On the 60th anniversary of the initial publication of Anne Frank's diary, her cousin has released private family archives for public display.
Anne Frank's father published her diary two years after her death
Sixty years ago Monday, Anne Frank's father published the first version of his daughter's diary under the title "Secret Annex."
The personal account of life in hiding during the Nazi occupation of the Netherlands was later translated into nearly 100 languages -- the English version first appeared in 1952 -- and has sold tens of millions of copies worldwide.
Unpublished family documents
In honor of the anniversary, Anne Frank's 82-year-old cousin Buddy Elias in Basel, Switzerland, has permanently loaned 25,000 documents, letters and photographs to the Anne Frank Foundation in Amsterdam.
Family photos and documents, many unpublished, will be put on permanent loan
The archive's contents, which Elias had kept in his attic for decades, range from 19th century family photos to post-war letters after the publication of the diary, many of which have never been published before. For the first time, all known historical material about the Frank family will be under one roof.
In addition, two symposiums were organized for scholars to discuss both the literary and historical significance of the young girl's diary as well as problems presented by translating it.
"Anne Frank writes about scenes and problems all teenagers deal with, such as relationships with parents and siblings, but also about her will to make the world a better place," Patricia Bosboom, spokeswoman for the Anne Frank Foundation in Amsterdam, told the German news agency dpa.
Literary importance of diary
"Previously, the diary was studied primarily as a historical document," continued Bosboom. "Today, its literary qualities are acknowledged too."
Anne Frank died just weeks before the end of the war
Anne Frank, born in 1929 in Germany, fled with her Jewish family to the Netherlands when Hitler came to power in 1933. When the Nazis invaded and took control of their western neighbor, the Frank family was forced to go into hiding.

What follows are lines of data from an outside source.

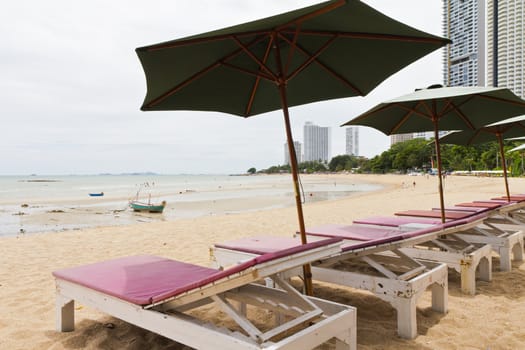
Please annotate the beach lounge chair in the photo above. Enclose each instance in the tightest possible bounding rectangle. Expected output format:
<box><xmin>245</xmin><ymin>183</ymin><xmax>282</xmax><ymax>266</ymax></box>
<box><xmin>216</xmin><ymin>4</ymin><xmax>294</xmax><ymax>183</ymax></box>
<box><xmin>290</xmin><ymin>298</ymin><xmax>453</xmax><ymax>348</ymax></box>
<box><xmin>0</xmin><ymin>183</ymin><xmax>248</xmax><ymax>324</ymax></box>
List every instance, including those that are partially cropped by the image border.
<box><xmin>211</xmin><ymin>230</ymin><xmax>448</xmax><ymax>339</ymax></box>
<box><xmin>395</xmin><ymin>207</ymin><xmax>523</xmax><ymax>271</ymax></box>
<box><xmin>354</xmin><ymin>216</ymin><xmax>492</xmax><ymax>295</ymax></box>
<box><xmin>53</xmin><ymin>240</ymin><xmax>356</xmax><ymax>349</ymax></box>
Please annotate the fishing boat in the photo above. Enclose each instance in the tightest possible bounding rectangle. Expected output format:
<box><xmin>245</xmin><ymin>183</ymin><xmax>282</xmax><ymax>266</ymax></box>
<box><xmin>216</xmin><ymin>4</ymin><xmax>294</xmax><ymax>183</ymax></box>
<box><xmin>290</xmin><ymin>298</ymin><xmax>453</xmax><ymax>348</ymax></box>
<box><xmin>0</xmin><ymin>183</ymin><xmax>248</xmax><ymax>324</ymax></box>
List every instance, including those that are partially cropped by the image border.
<box><xmin>129</xmin><ymin>182</ymin><xmax>166</xmax><ymax>213</ymax></box>
<box><xmin>89</xmin><ymin>192</ymin><xmax>104</xmax><ymax>197</ymax></box>
<box><xmin>129</xmin><ymin>200</ymin><xmax>166</xmax><ymax>213</ymax></box>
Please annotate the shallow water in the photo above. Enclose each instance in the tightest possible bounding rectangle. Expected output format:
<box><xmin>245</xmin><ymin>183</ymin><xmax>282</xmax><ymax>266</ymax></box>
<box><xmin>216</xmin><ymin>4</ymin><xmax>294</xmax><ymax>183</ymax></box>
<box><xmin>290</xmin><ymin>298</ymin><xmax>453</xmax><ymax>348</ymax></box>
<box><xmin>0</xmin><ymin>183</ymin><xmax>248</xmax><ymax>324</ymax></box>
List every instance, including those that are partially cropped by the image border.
<box><xmin>0</xmin><ymin>174</ymin><xmax>380</xmax><ymax>236</ymax></box>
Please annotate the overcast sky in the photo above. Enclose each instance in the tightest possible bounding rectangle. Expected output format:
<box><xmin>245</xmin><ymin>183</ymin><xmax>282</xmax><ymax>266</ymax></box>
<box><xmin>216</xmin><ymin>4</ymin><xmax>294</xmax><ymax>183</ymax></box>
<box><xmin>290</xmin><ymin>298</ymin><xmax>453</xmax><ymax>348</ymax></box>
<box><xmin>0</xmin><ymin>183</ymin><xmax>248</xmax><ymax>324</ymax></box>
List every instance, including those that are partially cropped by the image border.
<box><xmin>0</xmin><ymin>0</ymin><xmax>442</xmax><ymax>175</ymax></box>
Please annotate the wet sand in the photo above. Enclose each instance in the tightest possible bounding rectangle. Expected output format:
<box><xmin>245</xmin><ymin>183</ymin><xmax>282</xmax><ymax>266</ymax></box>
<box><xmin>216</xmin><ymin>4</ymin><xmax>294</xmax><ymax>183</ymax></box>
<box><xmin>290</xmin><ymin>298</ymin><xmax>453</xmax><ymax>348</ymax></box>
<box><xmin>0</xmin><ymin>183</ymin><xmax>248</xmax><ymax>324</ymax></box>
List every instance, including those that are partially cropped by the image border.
<box><xmin>0</xmin><ymin>175</ymin><xmax>525</xmax><ymax>350</ymax></box>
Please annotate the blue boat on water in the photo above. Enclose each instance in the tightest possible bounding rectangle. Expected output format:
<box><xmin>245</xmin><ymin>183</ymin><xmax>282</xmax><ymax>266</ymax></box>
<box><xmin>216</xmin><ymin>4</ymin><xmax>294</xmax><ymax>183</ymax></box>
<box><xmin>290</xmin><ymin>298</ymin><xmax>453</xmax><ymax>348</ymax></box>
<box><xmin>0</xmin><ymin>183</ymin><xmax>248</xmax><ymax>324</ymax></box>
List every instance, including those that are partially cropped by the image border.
<box><xmin>89</xmin><ymin>192</ymin><xmax>104</xmax><ymax>197</ymax></box>
<box><xmin>129</xmin><ymin>201</ymin><xmax>166</xmax><ymax>213</ymax></box>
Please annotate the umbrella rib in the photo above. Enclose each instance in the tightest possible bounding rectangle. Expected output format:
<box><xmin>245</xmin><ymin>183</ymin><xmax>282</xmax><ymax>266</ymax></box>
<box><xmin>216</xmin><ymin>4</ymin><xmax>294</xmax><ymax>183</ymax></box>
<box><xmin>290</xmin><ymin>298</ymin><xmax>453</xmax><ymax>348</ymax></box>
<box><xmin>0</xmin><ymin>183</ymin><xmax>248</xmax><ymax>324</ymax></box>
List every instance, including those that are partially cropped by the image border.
<box><xmin>280</xmin><ymin>36</ymin><xmax>364</xmax><ymax>96</ymax></box>
<box><xmin>275</xmin><ymin>0</ymin><xmax>346</xmax><ymax>31</ymax></box>
<box><xmin>139</xmin><ymin>0</ymin><xmax>346</xmax><ymax>51</ymax></box>
<box><xmin>143</xmin><ymin>61</ymin><xmax>222</xmax><ymax>108</ymax></box>
<box><xmin>278</xmin><ymin>23</ymin><xmax>301</xmax><ymax>76</ymax></box>
<box><xmin>220</xmin><ymin>62</ymin><xmax>275</xmax><ymax>82</ymax></box>
<box><xmin>232</xmin><ymin>35</ymin><xmax>279</xmax><ymax>81</ymax></box>
<box><xmin>477</xmin><ymin>95</ymin><xmax>525</xmax><ymax>106</ymax></box>
<box><xmin>389</xmin><ymin>101</ymin><xmax>430</xmax><ymax>134</ymax></box>
<box><xmin>281</xmin><ymin>30</ymin><xmax>448</xmax><ymax>44</ymax></box>
<box><xmin>467</xmin><ymin>129</ymin><xmax>482</xmax><ymax>146</ymax></box>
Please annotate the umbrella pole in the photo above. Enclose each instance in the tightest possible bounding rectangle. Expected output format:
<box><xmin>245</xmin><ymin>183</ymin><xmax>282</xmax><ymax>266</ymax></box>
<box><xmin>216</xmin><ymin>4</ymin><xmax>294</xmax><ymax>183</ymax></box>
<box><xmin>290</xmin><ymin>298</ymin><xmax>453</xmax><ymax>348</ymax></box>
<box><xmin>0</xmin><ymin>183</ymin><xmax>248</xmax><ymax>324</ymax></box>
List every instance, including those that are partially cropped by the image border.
<box><xmin>434</xmin><ymin>119</ymin><xmax>445</xmax><ymax>222</ymax></box>
<box><xmin>279</xmin><ymin>84</ymin><xmax>313</xmax><ymax>296</ymax></box>
<box><xmin>496</xmin><ymin>133</ymin><xmax>510</xmax><ymax>202</ymax></box>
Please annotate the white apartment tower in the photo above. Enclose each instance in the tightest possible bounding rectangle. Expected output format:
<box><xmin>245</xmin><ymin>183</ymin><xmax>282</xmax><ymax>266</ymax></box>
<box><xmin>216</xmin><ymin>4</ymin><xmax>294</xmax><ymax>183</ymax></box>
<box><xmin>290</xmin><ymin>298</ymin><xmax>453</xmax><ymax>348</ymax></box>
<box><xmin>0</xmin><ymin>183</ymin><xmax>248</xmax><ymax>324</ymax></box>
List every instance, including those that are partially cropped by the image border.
<box><xmin>443</xmin><ymin>0</ymin><xmax>485</xmax><ymax>86</ymax></box>
<box><xmin>303</xmin><ymin>122</ymin><xmax>330</xmax><ymax>162</ymax></box>
<box><xmin>390</xmin><ymin>133</ymin><xmax>414</xmax><ymax>146</ymax></box>
<box><xmin>487</xmin><ymin>0</ymin><xmax>525</xmax><ymax>98</ymax></box>
<box><xmin>346</xmin><ymin>126</ymin><xmax>359</xmax><ymax>156</ymax></box>
<box><xmin>284</xmin><ymin>141</ymin><xmax>301</xmax><ymax>165</ymax></box>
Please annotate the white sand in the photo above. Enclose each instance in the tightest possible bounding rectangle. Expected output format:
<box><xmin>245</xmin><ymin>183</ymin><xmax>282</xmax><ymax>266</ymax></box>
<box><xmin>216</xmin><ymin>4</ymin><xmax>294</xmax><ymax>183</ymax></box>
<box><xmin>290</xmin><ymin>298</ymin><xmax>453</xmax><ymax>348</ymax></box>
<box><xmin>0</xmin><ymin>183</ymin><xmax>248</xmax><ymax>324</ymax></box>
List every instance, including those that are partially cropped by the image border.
<box><xmin>0</xmin><ymin>175</ymin><xmax>525</xmax><ymax>350</ymax></box>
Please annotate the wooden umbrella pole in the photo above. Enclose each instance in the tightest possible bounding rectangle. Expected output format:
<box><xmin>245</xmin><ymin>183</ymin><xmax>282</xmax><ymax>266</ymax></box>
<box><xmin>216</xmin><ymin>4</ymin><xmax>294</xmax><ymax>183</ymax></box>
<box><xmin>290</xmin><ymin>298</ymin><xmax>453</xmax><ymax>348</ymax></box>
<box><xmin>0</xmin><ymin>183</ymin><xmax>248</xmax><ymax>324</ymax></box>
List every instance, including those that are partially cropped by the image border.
<box><xmin>496</xmin><ymin>133</ymin><xmax>510</xmax><ymax>202</ymax></box>
<box><xmin>275</xmin><ymin>36</ymin><xmax>313</xmax><ymax>296</ymax></box>
<box><xmin>279</xmin><ymin>85</ymin><xmax>313</xmax><ymax>296</ymax></box>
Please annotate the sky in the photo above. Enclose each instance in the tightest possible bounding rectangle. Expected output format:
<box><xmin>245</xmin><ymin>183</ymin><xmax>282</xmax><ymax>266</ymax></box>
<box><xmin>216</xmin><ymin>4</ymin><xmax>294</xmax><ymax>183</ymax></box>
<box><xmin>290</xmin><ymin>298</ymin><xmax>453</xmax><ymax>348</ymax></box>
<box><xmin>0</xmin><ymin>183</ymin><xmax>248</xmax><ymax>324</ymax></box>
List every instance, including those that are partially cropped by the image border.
<box><xmin>0</xmin><ymin>0</ymin><xmax>443</xmax><ymax>175</ymax></box>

For two years, Anne kept an account of her life in hiding, which would later come to be considered a paramount document on the era.
The Frank family was betrayed, arrested and deported to various concentration camps in August 1944. Anne died of typhus in the Nazi camp in Bergen-Belsen in March 1945.
Anne's father, Otto Frank, was the only survivor. He published his daughter's diary, which had been saved by members of the resistance, in 1947.